DeChambeau withdraws from John Deere in title defense
July 12, 2018
By Cameron Morfit, PGATOUR.COM
Bryson DeChambeau's interview after Round 1 of John Deere
SILVIS, Ill. – Defending champion Bryson DeChambeau withdrew from the John Deere Classic with a right shoulder injury late Thursday afternoon.
Addressing a scrum of reporters with his shoulder tightly wrapped and packed in ice, he said he felt the first twinge of discomfort while hacking his ball out of the rough on the second hole. It seemed to feel okay for the most of the rest of the front nine, but flared up again on the back.
DeChambeau walked off the 16th hole after informing playing partners Davis Love III and Ryan Moore that he was too hurt to finish.
"It's really unfortunate, especially with how well I was hitting it coming into this week," DeChambeau said. "I don't know. Life just throws you curveballs and you just got to work with them. It's not fun."
He said next steps include getting the shoulder more thoroughly checked out to see if anything is torn. He said he had never had an injury like this, and that he will try to give the shoulder sufficient rest and rehabilitation to play in The Open Championship at Carnoustie next week.
"I'm not going to not make the trip," he said. "I mean, I feel like-look, I can still swing and hit a shot. I just don't feel like it would be productive to do so. I don't feel like it's going to be too long a recovery time.
"I had the same kind of thing kind of happen to me at Valspar," he added, "and it was a pretty bad injury on my back.
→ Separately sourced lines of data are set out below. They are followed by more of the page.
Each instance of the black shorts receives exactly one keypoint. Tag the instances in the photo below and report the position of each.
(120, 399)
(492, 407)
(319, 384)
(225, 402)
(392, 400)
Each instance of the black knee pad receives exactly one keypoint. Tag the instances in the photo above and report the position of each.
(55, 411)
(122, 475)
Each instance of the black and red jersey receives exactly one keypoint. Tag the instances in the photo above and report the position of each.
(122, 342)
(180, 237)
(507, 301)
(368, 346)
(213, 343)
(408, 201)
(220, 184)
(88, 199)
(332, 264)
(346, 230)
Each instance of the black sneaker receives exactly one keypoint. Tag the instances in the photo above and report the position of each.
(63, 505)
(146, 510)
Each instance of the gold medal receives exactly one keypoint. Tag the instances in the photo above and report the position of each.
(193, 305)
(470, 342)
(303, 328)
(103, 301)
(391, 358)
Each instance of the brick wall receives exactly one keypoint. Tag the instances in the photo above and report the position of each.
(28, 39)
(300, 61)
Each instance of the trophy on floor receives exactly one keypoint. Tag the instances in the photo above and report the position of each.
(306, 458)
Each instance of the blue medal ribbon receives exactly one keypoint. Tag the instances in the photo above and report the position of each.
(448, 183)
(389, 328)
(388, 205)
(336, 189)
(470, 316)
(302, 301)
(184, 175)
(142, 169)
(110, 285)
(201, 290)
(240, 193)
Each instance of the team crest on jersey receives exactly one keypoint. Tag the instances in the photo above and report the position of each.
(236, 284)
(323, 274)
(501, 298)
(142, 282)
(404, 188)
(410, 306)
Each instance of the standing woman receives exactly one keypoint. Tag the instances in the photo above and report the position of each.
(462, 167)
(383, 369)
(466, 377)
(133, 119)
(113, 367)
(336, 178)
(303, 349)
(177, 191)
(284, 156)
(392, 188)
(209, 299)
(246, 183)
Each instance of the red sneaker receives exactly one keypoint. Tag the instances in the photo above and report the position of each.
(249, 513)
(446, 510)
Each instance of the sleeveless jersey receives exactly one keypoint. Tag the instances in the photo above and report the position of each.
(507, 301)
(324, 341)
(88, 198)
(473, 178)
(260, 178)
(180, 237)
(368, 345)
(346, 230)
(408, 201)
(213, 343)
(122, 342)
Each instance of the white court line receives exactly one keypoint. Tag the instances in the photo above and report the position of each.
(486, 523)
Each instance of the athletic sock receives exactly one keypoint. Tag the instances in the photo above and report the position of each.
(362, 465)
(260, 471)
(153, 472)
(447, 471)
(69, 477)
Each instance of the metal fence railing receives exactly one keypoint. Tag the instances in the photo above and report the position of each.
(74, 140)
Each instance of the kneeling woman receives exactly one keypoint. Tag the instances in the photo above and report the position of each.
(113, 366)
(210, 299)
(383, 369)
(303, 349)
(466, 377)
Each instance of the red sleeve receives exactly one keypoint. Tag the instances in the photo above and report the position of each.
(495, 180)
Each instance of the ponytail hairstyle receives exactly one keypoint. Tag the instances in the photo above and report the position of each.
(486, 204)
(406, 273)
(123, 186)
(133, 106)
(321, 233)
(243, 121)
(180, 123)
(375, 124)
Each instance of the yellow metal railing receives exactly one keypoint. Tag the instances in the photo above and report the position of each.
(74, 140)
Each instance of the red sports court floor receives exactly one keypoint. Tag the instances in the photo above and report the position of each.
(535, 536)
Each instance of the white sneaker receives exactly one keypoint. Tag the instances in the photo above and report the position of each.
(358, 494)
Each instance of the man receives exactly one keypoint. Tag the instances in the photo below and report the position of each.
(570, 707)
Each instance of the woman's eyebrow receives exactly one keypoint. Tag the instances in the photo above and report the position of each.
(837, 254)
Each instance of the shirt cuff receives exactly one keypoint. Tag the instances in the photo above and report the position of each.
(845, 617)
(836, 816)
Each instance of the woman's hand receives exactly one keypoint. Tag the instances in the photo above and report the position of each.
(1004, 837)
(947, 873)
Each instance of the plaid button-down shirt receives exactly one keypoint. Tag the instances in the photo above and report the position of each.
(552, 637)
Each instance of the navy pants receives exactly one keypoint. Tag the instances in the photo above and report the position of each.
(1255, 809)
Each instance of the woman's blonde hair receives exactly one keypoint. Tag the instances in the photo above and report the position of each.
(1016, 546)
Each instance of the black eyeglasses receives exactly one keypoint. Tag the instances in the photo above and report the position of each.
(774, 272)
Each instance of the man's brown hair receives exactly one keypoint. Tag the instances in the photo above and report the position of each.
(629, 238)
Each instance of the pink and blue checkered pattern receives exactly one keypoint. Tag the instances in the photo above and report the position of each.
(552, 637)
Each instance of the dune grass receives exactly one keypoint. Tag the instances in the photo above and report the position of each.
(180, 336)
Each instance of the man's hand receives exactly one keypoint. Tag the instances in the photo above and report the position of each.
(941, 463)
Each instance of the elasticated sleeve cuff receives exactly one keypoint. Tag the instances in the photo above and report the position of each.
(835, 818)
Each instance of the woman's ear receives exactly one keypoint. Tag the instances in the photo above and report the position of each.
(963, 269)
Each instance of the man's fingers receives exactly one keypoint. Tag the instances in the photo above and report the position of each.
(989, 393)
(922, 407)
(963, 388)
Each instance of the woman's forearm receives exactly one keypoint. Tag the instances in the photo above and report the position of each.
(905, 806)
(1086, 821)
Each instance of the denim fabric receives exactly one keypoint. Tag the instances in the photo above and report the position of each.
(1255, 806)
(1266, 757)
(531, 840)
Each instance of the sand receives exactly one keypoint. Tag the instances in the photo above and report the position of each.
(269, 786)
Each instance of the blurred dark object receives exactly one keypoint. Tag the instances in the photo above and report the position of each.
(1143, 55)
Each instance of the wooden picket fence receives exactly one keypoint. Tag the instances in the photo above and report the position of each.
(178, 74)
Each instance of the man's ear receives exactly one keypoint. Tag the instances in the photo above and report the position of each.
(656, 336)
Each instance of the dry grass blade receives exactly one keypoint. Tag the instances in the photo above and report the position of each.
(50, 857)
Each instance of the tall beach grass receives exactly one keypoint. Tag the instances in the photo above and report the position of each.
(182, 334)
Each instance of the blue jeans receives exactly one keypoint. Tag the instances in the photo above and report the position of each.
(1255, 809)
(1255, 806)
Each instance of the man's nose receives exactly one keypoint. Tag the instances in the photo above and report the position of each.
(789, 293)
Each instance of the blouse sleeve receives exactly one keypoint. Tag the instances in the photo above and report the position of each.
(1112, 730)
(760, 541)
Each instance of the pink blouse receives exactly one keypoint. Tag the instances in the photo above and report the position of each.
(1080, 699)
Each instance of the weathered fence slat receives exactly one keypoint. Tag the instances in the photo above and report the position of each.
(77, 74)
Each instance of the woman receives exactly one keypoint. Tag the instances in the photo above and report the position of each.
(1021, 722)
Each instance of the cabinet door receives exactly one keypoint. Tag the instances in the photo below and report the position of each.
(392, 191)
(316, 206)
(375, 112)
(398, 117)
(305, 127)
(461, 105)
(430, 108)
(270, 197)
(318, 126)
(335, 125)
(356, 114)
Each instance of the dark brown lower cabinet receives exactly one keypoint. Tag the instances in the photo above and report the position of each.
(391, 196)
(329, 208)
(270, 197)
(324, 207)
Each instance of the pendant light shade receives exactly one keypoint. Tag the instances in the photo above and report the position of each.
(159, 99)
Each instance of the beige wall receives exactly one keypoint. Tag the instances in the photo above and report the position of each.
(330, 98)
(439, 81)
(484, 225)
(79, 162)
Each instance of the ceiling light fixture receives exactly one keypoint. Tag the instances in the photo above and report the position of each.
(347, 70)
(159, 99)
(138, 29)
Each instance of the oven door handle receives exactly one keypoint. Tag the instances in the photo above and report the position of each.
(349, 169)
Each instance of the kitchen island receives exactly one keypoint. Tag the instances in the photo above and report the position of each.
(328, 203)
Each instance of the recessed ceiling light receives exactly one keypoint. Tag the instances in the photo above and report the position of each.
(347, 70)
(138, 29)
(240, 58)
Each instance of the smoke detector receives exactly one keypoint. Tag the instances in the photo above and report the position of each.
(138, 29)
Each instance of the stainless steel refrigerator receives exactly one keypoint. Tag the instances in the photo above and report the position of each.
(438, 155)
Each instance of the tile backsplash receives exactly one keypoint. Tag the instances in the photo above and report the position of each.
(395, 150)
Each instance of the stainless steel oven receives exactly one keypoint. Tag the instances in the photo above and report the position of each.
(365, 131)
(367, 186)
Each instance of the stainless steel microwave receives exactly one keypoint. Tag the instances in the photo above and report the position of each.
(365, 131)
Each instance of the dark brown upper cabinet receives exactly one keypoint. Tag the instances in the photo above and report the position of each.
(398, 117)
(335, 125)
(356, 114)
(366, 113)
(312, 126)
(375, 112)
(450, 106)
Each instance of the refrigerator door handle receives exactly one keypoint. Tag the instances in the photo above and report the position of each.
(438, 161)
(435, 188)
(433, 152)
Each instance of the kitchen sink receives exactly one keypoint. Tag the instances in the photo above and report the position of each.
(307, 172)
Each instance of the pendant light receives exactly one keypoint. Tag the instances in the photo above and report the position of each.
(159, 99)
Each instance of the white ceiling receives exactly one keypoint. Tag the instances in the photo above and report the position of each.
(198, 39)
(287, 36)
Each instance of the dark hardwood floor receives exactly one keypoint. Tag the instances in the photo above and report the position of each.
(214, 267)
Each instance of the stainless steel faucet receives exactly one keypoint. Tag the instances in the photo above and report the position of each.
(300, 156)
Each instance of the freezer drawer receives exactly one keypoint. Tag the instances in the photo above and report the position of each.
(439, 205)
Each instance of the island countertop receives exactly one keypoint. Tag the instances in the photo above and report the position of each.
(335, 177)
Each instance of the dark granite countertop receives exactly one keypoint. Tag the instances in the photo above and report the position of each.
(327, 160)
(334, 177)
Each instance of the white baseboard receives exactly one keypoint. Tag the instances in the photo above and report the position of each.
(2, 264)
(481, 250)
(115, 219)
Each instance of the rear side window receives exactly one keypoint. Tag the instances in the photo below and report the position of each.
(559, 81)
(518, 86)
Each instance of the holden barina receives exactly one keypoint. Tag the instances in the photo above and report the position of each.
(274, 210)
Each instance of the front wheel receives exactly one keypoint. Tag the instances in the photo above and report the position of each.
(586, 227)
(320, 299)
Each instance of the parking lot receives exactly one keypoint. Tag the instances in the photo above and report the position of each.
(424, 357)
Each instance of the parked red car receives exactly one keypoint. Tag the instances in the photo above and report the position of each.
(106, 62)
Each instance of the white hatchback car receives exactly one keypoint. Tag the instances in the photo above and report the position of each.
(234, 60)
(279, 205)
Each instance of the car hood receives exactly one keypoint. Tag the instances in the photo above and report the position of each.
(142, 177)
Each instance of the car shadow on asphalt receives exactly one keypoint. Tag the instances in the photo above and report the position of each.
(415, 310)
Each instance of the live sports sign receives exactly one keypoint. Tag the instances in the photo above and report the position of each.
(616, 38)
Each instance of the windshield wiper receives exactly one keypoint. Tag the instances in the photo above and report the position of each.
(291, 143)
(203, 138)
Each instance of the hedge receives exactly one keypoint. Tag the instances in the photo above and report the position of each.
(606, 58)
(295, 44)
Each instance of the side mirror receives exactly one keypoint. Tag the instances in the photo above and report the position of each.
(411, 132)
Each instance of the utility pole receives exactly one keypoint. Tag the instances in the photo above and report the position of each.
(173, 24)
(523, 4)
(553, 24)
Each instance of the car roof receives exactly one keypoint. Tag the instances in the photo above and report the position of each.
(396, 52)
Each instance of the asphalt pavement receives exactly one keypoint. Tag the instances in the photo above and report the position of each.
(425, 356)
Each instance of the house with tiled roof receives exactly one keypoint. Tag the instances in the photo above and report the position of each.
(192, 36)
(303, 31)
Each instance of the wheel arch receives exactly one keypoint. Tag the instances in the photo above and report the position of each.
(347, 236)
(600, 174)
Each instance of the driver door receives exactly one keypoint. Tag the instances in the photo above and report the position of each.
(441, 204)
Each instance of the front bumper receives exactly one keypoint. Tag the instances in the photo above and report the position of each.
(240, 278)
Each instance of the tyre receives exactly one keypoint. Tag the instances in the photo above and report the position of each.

I was able to recover and obviously finish second at Arnold Palmer, so, you know, my body is pretty resilient."
DeChambeau, who won the Memorial Tournament presented by Nationwide earlier this season, and before that threatened to win the Arnold Palmer Invitational presented by Mastercard, is in the midst of his best season at age 24. He is 6th in the latest FedExCup standings, the highest of any player in the field at the John Deere.
“I’m not in too bad of pain with my arms down,” he said. “It’s when my elbow gets above my shoulder that it really, really doesn’t feel great.”